Una memoria sull’olio troviamo nel brano intitolato El pestrin in Valandro R., Incontro con Arquà Petrarca, Conselve 1974, p. 44-47, dove si parla del bravo potatore Emilio Todaro — detto Milio Moreto — e della ganzega che si faceva per Natale dopo che alla raccolta di novembre avevano partecipato in aiuto i vicini e con i quali si festeggiava, appunto, con bigoli in salsa e baccalà, oppure renga, il tutto condito con l’olio di oliva novello. 
Ancora una testimonianza sull’uso antico di nutrirsi con i prodotti del sottobosco troviamo sempre in in Valandro R., Incontro con Arquà Petrarca, Conselve 1974, p. 47-50, dove si parla di una grande raccoglitrice di erbe e di funghi — quell’Anna Maria Ravarotto, Aneta Baioche di nominaja, nomignolo — grande esperta di capelete, famejole, galinele, finfani, deéle, sponsoi ma anche di bruscandoli, rampussoli e scrissioi. La stessa Aneta è anche tra le ultime depositarie dell’antica sapienza per curare con le erbe, come con la crementilia — una radichetta difficile da trovare — o con un decotto di belfiore — erba quasi scomparsa, dai fiorellini gialli. 
Di  Sapore di pane si parla in Valandro R., Per strade antiche, Este 1976, p. 72-75. 
Notazioni sul mangiare tipico dei contadini, sulla sapienzialità dei raccoglitori di erbe spontanee (p. 197), sono anche in: 
Valandro R., Un orizzonte di mediazioni. Colture e culture in Bassa Padovana, in Introduzione storica alla lettura della Carta catastale del “Retratto del Gorzon”. Itinerari e documenti per una storia della Bassa Padovana. Parte I, Stanghella 1986, p. 189-201. 
 
Notazioni sul cibo sono anche: 
Holzer F., Rovolon amore per una terra, Padova 1997, con i brani su L’oca in onto (p. 130-132), El dì del mas-cio (p. 143-146), La graspa fata in casa  (p. 149-151), El pan (p. 185-190), L’arte de fare el butiro e el formajo (p. 204-208), Le sarese (p. 220-221), sul coeghin de l’Assensa ai sofferma El dì de l’Assensa (p. 212-213). 

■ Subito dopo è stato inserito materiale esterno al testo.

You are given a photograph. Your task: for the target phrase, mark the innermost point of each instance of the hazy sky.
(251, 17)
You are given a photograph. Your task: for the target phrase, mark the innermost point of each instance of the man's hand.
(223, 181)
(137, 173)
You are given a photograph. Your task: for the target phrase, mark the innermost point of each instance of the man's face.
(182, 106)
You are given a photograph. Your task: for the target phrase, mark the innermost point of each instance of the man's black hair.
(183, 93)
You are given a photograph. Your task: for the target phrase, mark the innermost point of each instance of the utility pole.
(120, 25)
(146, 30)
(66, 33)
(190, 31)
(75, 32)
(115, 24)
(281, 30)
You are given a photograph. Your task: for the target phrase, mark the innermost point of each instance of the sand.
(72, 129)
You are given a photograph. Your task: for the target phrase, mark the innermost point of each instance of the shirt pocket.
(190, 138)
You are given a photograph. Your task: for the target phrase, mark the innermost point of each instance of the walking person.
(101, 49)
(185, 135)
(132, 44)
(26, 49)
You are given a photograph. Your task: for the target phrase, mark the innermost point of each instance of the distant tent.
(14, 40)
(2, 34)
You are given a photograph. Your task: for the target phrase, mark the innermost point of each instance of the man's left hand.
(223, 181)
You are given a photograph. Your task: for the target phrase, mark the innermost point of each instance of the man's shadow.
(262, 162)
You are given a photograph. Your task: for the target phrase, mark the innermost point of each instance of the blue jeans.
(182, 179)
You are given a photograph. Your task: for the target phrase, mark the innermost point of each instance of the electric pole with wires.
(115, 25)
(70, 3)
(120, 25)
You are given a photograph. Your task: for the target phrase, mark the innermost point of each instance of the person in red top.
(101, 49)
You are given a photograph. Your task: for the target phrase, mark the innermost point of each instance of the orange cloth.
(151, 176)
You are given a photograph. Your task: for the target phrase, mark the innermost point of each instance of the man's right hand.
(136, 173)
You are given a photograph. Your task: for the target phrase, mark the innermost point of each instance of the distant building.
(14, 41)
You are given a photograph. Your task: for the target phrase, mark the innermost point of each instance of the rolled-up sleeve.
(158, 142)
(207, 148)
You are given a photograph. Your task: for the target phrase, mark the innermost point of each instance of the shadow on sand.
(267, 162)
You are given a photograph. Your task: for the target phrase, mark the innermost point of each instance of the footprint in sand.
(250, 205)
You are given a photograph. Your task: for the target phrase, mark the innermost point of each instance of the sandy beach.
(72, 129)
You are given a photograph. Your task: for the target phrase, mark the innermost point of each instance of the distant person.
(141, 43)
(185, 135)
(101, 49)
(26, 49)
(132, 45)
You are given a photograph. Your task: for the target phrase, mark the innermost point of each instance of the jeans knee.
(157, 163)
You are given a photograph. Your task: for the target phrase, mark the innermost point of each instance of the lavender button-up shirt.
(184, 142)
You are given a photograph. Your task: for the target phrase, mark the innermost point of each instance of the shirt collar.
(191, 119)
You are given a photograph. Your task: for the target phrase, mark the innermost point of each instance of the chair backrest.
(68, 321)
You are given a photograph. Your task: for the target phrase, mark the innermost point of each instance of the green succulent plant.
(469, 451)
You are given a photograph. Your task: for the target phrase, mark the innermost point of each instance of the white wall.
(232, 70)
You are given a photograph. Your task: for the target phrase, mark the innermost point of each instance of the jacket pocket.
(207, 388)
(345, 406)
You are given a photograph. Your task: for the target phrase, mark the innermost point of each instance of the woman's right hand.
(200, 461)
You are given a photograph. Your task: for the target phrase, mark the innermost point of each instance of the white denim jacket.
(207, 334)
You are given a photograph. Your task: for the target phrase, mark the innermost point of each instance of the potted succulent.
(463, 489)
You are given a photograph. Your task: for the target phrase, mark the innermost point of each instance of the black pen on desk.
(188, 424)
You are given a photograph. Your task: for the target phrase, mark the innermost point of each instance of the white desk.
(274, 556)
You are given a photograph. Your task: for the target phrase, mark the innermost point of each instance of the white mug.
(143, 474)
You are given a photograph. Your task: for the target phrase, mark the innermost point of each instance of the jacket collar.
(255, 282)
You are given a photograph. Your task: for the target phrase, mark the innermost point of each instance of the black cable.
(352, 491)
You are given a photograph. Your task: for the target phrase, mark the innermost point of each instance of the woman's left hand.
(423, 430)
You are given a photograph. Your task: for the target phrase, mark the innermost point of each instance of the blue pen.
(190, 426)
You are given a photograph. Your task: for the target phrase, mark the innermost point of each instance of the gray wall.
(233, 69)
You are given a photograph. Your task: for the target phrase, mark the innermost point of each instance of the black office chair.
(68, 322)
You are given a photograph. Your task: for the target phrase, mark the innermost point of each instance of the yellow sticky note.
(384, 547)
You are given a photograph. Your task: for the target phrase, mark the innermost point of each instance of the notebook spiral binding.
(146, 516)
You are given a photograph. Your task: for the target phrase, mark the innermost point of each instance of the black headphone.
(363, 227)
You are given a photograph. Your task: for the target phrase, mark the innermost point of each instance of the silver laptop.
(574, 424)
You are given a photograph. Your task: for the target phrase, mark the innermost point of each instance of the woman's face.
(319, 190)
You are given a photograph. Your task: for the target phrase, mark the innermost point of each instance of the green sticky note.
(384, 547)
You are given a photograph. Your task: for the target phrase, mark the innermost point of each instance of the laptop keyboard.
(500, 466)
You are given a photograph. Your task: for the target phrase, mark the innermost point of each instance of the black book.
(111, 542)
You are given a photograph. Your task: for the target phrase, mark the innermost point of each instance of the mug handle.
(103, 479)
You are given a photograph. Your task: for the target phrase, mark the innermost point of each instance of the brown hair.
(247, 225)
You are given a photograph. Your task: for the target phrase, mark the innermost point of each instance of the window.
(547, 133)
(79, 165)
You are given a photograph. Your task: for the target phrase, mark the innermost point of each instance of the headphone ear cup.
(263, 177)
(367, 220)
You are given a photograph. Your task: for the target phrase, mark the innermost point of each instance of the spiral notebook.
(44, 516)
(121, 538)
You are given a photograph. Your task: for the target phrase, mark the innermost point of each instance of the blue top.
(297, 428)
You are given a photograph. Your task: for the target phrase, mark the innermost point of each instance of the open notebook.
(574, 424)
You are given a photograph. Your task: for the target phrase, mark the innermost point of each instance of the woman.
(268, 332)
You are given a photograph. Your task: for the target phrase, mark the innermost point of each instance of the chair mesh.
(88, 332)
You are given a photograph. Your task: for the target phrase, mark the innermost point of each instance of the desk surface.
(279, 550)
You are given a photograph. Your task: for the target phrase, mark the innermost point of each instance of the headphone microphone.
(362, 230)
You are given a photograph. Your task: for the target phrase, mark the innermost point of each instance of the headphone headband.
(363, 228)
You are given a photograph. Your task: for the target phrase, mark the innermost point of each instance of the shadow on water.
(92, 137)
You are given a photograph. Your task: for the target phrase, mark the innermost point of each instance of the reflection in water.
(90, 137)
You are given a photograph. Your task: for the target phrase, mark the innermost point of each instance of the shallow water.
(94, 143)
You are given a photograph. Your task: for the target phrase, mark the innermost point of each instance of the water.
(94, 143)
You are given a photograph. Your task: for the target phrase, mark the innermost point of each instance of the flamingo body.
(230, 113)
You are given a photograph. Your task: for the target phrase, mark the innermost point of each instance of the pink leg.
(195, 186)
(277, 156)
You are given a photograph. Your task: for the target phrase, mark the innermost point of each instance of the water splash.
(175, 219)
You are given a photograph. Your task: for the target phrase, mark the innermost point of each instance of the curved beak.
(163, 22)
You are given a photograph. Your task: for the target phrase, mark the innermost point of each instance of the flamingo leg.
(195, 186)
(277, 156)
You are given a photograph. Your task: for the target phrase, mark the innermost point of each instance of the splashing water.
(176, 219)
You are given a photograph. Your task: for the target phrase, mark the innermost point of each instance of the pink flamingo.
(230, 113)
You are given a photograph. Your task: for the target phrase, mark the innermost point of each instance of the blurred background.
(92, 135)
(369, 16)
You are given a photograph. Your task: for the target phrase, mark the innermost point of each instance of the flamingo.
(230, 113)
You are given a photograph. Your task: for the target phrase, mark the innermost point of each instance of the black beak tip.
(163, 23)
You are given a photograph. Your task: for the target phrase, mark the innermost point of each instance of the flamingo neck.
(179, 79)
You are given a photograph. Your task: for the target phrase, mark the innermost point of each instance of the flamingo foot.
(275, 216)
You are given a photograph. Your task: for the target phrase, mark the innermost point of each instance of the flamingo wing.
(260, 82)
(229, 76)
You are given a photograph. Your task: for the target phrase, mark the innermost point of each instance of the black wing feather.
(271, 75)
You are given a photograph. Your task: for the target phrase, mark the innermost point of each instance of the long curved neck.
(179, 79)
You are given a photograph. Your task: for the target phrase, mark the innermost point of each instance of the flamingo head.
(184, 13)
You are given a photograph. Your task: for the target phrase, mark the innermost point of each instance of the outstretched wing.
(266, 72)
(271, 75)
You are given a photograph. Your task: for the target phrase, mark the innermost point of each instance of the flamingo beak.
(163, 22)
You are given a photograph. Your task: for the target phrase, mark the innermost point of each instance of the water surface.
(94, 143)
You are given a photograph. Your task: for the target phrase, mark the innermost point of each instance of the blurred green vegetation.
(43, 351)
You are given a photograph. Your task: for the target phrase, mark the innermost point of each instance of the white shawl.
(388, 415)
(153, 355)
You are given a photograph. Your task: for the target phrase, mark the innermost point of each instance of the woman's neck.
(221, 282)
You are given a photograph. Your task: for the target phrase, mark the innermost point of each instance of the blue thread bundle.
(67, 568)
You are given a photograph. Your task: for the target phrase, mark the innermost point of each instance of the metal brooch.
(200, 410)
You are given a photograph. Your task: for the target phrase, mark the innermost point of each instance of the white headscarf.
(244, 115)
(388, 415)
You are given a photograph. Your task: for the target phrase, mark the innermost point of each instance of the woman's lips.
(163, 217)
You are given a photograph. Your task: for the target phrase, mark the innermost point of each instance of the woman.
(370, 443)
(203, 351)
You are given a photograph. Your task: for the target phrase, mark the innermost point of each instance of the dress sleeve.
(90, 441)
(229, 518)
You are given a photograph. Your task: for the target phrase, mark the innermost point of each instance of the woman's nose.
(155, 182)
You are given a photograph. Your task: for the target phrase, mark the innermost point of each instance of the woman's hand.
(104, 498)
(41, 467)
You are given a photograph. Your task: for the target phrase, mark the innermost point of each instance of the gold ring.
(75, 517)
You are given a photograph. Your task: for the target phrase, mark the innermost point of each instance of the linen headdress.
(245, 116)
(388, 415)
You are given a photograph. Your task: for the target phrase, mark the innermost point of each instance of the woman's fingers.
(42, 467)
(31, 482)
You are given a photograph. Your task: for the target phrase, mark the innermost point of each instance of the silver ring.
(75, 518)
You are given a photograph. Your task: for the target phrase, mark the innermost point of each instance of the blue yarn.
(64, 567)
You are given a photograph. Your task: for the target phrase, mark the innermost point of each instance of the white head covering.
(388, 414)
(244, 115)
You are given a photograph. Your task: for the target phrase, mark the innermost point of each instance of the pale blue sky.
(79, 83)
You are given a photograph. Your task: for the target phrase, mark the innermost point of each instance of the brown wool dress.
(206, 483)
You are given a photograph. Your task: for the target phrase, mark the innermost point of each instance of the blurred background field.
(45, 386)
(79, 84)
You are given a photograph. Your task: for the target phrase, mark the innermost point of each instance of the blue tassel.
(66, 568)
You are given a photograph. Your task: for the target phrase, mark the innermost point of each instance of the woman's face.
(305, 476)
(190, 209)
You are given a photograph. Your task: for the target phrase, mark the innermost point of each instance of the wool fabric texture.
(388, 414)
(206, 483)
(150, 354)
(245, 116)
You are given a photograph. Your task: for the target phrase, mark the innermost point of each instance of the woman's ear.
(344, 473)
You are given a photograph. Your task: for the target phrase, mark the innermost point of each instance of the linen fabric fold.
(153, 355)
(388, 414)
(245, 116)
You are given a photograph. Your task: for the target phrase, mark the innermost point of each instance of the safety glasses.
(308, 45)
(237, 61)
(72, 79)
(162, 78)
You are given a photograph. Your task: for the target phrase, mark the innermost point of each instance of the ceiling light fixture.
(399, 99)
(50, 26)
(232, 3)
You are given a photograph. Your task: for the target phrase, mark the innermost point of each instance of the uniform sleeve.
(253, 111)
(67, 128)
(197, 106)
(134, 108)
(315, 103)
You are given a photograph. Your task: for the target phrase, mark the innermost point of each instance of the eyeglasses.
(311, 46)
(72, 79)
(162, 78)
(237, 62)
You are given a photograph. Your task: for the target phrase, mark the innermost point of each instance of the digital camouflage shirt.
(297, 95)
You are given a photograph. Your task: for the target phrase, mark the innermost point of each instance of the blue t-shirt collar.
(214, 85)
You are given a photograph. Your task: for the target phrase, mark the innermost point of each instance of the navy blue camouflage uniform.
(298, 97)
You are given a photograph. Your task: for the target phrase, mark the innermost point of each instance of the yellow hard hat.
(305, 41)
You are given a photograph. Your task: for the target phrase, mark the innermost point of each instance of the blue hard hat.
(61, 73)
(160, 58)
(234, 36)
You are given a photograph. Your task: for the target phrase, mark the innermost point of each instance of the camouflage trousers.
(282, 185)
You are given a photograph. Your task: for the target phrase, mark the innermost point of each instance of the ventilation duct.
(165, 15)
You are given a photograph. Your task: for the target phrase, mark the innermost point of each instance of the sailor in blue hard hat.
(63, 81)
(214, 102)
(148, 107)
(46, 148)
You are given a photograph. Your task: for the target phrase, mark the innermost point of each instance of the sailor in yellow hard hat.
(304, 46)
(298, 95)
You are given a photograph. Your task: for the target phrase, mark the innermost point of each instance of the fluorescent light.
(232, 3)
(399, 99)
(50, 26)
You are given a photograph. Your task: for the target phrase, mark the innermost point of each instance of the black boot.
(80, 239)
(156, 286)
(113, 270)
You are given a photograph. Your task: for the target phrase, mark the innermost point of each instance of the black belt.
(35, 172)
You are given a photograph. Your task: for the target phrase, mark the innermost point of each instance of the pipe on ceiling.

Scorzon E., Spigolature padovane. Prima serie, Abano Terme 1971, che contiene molte segnalazioni sul cibo (bruscandoli, fave dei morti, pissacani, pevarini, zaletti). 
Zanetti P.G., Terra di barcàri, in Acque in Saccisica e dintorni, Veggiano (PD) 2000, p.185 (alimentazione dei barcaioli); 
Battaglia Terme: un piccolo, grande paese, a cura di F. Marchioro, Battaglia Terme 2004, p. 32-38. 
 
Contiene un sorprendente saggio sulle preferenze alimentari del Petrarca e sulla sua predilezione per la naturalità del cibo e dei luoghi, con molti riferimenti al suo soggiorno euganeo e patavino: 
Camporesi P., Le vie del latte. Dalla Padania alla steppa, Milano Garzanti 2006, (Saggi), con riferimento al capitolo: Il padano Petrarca, p. 51-101.